Чаки погасил фонарик, и они снова очутились в темноте. Но теперь ни его плечо, ни рука не касались Тинки, придавая ей ощущение безопасности. Ступеньки поскрипывали под тяжелыми шагами. Они спрятались в тени, но утренний свет уже заполнил почти все помещение.
Дверь медленно открылась. Луч фонаря скользнул по чердаку. Мистер Чаки быстро обнял Катинку и прижался губами к ее губам.
В дверях стоял Дей Трабл с револьвером в руке.
— Ну-ка выходите! — сказал он.
Мистер Чаки опустил руки и стоял рядом с Катинкой с глупым видом. Взбешенная Тинка рванулась вперед, но рука Чаки удержала ее.
— Как же вы нас напугали, Дей! — заговорил он.
Дей Трабл обвел рукой с револьвером маленькое помещение.
— Что вы здесь делаете?
Мистер Чаки царапнул пыльный пол носком шлепанца.
— Попробуйте догадаться.
Очевидно, в безумии мистера Чаки был определенный метод. Дей опустил револьвер и осветил их лучом фонаря, как актеров на сцене.
— Но вы же на работе! — сказал он наконец. — И почему здесь?
— Мы боялись, что в одной из спален нас застукают, — промямлил Чаки.
— Вы выглядите куда хуже, когда вас застукали на чердаке. Как вы вошли? Сюда никого не пускают!
— Дверь была не заперта, мы слышали, что мистер Карлайон ушел прогуляться на гору и подумали... — Он оборвал фразу, чертя носком туфли узоры в пыли, как ребенок, пойманный за кражей варенья. — Будьте хорошим парнем, Дей, не поднимайте шум. Как вы сказали, я на работе, так что это выглядит чертовски неловко, а никакого вреда мы не причинили.
Дей спрятал револьвер в карман халата и прислонился к сундуку, выставив вперед короткие ноги.
— Никакого вреда! Даже я никогда не осмеливался совать нос на чердак, а я служу у мистера Карлайона уже год или даже больше.
— Только год? — воскликнула Катинка. Первоначальное описание Карлайона, как выздоравливающего после болезни и окруженного заботой преданных слуг, создало у нее впечатление, что у Дея куда более длительный стаж.

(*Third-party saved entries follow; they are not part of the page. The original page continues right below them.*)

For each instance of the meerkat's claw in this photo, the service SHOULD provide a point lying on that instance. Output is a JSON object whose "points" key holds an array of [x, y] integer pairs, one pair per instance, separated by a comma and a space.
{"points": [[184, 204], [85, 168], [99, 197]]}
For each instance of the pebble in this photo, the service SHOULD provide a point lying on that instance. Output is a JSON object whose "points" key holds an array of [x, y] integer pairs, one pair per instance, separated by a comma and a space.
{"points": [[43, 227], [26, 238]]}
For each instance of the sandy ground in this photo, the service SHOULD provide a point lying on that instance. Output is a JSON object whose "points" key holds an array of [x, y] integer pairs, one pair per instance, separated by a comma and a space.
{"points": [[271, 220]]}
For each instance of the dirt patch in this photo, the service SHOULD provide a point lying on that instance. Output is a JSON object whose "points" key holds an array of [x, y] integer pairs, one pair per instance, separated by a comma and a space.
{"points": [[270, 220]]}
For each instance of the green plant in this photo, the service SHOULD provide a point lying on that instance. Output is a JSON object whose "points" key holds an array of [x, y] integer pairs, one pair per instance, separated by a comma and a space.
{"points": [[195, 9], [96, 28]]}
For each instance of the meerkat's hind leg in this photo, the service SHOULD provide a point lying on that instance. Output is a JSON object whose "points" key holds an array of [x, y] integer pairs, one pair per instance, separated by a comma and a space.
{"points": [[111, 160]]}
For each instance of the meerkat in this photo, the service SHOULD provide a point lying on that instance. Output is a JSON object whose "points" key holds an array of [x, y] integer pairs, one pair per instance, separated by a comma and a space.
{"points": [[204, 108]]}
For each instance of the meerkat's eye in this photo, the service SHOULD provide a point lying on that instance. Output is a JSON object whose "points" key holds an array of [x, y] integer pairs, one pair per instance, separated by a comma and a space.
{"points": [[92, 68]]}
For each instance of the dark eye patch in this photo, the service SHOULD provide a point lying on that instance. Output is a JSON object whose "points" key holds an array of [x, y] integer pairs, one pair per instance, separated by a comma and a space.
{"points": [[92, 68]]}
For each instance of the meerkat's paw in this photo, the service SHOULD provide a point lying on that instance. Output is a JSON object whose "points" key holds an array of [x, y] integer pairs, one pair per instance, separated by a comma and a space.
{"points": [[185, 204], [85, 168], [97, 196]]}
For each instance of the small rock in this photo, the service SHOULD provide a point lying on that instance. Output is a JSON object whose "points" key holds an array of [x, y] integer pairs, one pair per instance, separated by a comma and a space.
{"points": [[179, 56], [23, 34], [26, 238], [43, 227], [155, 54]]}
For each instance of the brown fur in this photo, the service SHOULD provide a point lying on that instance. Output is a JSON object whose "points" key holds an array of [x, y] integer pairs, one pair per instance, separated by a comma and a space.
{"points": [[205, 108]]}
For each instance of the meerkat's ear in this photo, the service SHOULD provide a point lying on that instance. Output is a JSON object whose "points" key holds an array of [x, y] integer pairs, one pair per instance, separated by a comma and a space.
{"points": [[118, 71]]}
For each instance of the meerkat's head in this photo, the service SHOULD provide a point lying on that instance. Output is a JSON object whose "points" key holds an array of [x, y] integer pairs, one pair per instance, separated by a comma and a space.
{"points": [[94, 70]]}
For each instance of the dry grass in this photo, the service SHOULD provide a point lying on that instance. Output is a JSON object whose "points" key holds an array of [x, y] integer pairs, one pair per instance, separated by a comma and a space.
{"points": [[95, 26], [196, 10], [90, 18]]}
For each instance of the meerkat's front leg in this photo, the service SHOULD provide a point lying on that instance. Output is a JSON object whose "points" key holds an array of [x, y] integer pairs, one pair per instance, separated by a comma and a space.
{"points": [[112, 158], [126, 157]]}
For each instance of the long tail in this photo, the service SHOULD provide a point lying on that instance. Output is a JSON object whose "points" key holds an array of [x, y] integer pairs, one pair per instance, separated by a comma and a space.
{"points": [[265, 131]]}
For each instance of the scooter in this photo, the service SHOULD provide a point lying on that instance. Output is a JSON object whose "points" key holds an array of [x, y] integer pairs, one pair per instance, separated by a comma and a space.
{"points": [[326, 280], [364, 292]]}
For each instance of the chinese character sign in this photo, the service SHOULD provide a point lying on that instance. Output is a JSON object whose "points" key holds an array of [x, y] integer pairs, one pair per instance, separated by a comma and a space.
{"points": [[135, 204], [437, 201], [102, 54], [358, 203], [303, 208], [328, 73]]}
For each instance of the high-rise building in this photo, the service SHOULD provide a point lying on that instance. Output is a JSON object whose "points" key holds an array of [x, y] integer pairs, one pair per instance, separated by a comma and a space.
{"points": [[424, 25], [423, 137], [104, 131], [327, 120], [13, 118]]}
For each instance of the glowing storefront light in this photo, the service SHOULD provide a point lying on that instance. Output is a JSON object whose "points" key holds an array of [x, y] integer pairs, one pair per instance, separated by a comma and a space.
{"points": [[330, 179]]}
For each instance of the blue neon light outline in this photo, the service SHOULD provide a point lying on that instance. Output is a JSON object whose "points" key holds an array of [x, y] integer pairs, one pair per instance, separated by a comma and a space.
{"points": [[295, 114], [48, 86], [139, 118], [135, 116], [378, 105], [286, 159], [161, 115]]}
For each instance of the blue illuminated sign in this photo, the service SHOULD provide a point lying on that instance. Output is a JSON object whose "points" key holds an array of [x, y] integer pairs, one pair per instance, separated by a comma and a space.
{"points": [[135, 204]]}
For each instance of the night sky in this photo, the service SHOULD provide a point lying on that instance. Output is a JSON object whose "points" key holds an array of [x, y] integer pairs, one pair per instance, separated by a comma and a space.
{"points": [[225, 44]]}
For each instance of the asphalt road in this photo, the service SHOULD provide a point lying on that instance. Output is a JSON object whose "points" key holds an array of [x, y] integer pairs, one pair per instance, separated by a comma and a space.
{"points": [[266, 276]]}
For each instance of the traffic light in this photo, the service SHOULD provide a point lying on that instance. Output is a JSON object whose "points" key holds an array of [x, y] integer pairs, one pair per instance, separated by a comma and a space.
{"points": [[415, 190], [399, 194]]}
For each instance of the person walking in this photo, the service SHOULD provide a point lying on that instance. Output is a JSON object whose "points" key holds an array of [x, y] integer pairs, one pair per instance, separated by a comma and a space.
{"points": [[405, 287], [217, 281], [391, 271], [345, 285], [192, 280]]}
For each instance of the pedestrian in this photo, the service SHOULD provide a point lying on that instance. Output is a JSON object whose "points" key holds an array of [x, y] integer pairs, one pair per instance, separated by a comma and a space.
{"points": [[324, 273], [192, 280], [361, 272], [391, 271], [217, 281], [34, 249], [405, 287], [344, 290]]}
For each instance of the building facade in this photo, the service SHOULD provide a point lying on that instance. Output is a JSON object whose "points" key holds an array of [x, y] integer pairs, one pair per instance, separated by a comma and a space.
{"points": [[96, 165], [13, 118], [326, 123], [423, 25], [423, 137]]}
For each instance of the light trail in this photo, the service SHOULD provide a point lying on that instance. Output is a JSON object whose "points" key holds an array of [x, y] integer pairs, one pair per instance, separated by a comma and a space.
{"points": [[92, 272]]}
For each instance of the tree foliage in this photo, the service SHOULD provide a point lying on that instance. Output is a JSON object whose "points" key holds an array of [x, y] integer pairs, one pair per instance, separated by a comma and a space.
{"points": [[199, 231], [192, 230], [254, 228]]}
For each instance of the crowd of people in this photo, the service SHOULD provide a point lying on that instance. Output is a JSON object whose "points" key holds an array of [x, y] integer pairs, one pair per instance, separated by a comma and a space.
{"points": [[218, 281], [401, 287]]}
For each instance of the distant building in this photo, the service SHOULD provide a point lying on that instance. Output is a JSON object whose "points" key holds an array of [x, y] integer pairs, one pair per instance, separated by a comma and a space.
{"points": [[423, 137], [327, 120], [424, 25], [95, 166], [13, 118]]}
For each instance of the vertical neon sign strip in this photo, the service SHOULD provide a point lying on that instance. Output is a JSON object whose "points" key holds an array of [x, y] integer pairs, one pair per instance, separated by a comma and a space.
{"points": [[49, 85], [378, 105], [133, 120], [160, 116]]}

— С тех пор, как он женился.
—- Господи, а я думала, что вы с ним уже давным-давно!
— Нет, только с медового месяца. Слуга мистера Карлайона чем-то проштрафился, он его уволил и телеграфировал в агентство с просьбой прислать кого-нибудь еще на Ривьеру, где они тогда были.

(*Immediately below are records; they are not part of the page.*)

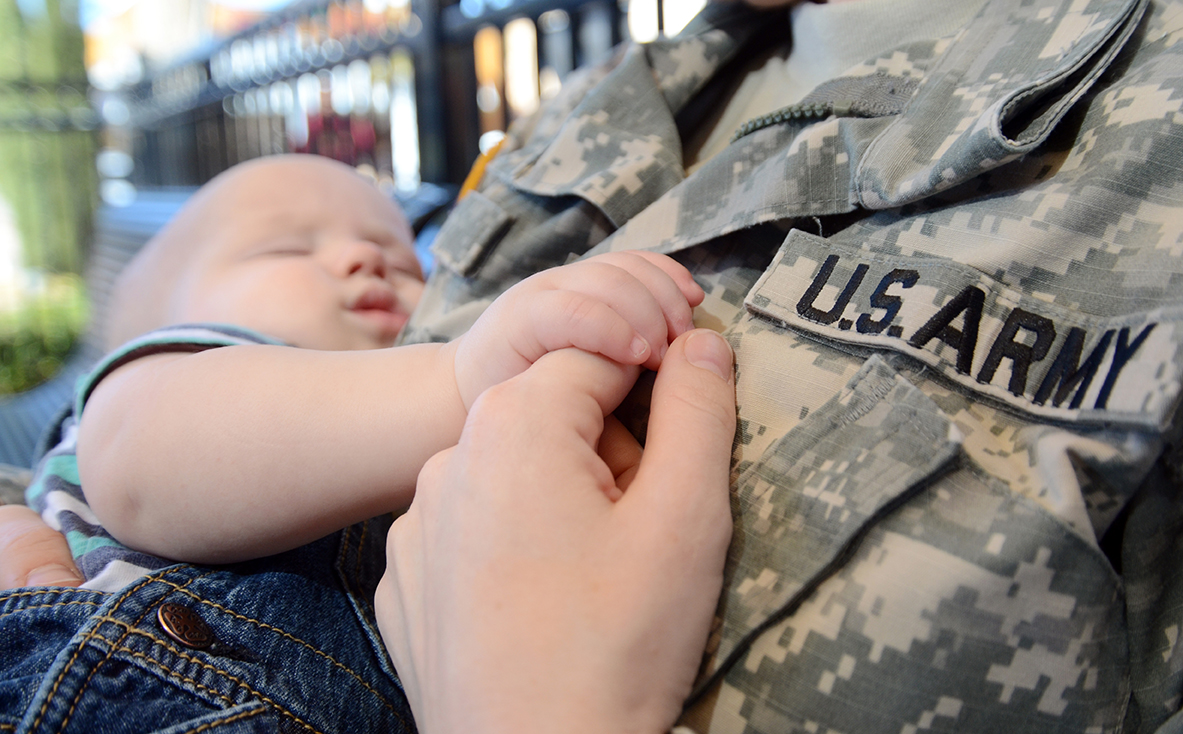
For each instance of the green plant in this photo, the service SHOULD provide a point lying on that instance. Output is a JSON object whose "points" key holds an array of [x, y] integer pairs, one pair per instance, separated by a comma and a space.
{"points": [[38, 334]]}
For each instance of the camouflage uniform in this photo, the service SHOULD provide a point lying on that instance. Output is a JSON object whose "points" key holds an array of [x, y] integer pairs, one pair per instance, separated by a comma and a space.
{"points": [[954, 283]]}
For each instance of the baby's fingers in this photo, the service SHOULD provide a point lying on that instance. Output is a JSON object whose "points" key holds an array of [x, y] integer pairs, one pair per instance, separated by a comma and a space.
{"points": [[670, 284], [562, 319]]}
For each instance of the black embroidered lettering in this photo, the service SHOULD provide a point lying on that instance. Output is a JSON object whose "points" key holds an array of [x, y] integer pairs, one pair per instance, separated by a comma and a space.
{"points": [[1021, 355], [906, 278], [1070, 373], [1122, 354], [969, 301], [806, 304]]}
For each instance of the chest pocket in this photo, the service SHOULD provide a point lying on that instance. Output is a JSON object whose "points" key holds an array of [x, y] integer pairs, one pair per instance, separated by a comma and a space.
{"points": [[881, 580], [806, 503]]}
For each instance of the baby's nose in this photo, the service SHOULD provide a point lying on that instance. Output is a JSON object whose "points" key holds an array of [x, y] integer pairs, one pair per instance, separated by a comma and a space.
{"points": [[361, 257]]}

— Но вы привезли их в этот дом?
— Да. — Дей машинально сел на сундук, готовясь к долгому разговору. — Это моя долина. Я покинул ее двадцать лет назад, и половина женщин в Пентр-Трист последовала за мной, но я раскаялся и понес наказание... — Он самодовольно усмехнулся. — Фактически два наказания! А когда мистеру Карлайону потребовалось место, куда можно было доставить бедняжку из больницы, я сказал ему: «Предоставьте это мне». Когда умер старый доктор Уильямс, его вдова построила этот дом. Она собиралась переехать в Суонси и жить в роскоши, но не смогла оставить горы. — Дей с гордостью огляделся вокруг, и на его лице отразились мысли о доме с шоколадным холлом, деревянной вешалкой, уродливым бордюром вокруг маленького крыльца. То, что радовало старую миссис Уильямс, очевидно, было приятно и ему.

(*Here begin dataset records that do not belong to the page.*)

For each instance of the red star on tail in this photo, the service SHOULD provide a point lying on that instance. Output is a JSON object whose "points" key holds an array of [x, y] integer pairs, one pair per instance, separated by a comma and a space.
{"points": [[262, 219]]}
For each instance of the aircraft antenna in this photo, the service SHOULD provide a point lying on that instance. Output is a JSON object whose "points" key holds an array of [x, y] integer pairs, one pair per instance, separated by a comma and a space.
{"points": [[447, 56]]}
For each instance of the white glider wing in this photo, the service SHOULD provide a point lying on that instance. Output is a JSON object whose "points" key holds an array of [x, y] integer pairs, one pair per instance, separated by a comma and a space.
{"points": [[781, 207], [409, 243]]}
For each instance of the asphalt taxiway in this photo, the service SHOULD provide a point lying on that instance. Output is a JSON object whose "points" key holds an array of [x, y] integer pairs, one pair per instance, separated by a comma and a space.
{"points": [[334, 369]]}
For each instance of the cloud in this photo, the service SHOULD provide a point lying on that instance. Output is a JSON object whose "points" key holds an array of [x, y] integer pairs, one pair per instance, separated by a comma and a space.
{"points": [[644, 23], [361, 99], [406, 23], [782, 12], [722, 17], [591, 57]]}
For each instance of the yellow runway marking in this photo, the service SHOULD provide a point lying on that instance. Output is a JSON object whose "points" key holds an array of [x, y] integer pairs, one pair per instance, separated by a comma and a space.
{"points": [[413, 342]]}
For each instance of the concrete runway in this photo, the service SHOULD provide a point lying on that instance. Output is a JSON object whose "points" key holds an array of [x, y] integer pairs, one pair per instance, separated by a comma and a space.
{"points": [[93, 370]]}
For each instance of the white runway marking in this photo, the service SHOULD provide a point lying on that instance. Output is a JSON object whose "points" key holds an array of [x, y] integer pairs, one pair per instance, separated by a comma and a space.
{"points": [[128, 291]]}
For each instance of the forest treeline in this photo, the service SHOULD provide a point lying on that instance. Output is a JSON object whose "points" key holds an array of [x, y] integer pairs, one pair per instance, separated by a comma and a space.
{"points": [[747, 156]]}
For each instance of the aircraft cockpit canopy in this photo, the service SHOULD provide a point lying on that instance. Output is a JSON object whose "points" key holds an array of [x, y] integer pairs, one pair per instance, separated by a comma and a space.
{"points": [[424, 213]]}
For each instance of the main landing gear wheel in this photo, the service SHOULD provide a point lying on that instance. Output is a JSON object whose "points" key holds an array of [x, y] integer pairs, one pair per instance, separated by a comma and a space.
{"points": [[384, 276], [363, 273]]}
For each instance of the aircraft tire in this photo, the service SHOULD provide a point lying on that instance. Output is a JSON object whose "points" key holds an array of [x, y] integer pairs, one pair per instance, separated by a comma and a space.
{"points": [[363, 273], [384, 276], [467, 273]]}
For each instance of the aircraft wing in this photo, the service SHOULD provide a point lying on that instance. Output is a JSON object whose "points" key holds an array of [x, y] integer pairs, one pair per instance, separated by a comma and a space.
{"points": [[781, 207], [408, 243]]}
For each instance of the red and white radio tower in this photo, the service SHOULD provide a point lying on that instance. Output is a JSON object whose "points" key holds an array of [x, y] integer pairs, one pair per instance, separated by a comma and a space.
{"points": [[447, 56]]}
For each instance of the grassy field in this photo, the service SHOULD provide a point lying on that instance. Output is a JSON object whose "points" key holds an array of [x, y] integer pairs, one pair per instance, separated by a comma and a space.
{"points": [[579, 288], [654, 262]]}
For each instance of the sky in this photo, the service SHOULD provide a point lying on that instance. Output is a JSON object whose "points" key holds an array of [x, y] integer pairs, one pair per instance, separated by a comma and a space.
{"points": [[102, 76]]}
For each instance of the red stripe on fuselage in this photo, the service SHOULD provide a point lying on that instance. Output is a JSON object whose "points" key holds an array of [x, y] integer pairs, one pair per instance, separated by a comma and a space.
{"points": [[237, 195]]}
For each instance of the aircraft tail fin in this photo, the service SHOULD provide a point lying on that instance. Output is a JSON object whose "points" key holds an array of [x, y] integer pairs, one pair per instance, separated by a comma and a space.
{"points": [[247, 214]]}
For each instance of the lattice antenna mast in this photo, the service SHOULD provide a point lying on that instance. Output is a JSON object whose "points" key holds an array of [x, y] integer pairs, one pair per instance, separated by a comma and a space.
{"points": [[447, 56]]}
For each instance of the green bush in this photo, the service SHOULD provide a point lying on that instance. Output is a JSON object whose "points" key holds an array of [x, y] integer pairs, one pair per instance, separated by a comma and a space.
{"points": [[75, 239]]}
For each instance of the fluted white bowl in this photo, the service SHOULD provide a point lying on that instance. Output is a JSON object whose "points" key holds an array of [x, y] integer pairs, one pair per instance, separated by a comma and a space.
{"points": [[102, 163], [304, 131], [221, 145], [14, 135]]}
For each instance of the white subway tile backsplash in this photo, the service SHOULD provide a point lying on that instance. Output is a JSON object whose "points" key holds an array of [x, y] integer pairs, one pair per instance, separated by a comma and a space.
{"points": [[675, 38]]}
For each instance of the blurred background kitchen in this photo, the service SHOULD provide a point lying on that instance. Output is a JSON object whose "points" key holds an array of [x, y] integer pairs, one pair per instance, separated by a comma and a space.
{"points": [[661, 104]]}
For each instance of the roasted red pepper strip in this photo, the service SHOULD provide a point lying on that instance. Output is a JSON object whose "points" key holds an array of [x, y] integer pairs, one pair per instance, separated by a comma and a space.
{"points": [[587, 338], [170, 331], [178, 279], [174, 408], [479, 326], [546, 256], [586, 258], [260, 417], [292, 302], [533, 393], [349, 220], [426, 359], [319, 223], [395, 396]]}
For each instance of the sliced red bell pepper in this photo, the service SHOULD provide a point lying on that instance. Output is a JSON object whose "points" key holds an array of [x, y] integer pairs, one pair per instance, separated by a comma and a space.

Дей начал говорить о долине, о своем детстве, прошедшем на этой горе, о хоре, который собирался по праздникам и состоял из шахтеров, нередко оказывавшихся без работы в те тяжелые дни, о деревенских лавочниках, задолжавших за хлеб и масло, потому что им задолжали еще более бедные покупатели, о сельском учителе, викарии и его жене — робких и необученных певцов, которым бог даровал музыку своих ангельских хоров... И о проповедниках, произносящих медоточивые фразы в молельных домах.
Тинке не терпелось покинуть пыльный чердак, пока не вернулся Карлайон и не застал их там, но она видела, что завоевала благосклонность кривоногого валлийца и могла убедить его молчать о ночном приключении. Кроме того, ей было интересно его слушать.
— Дей, вы не боитесь, что вернется мистер Карлайон?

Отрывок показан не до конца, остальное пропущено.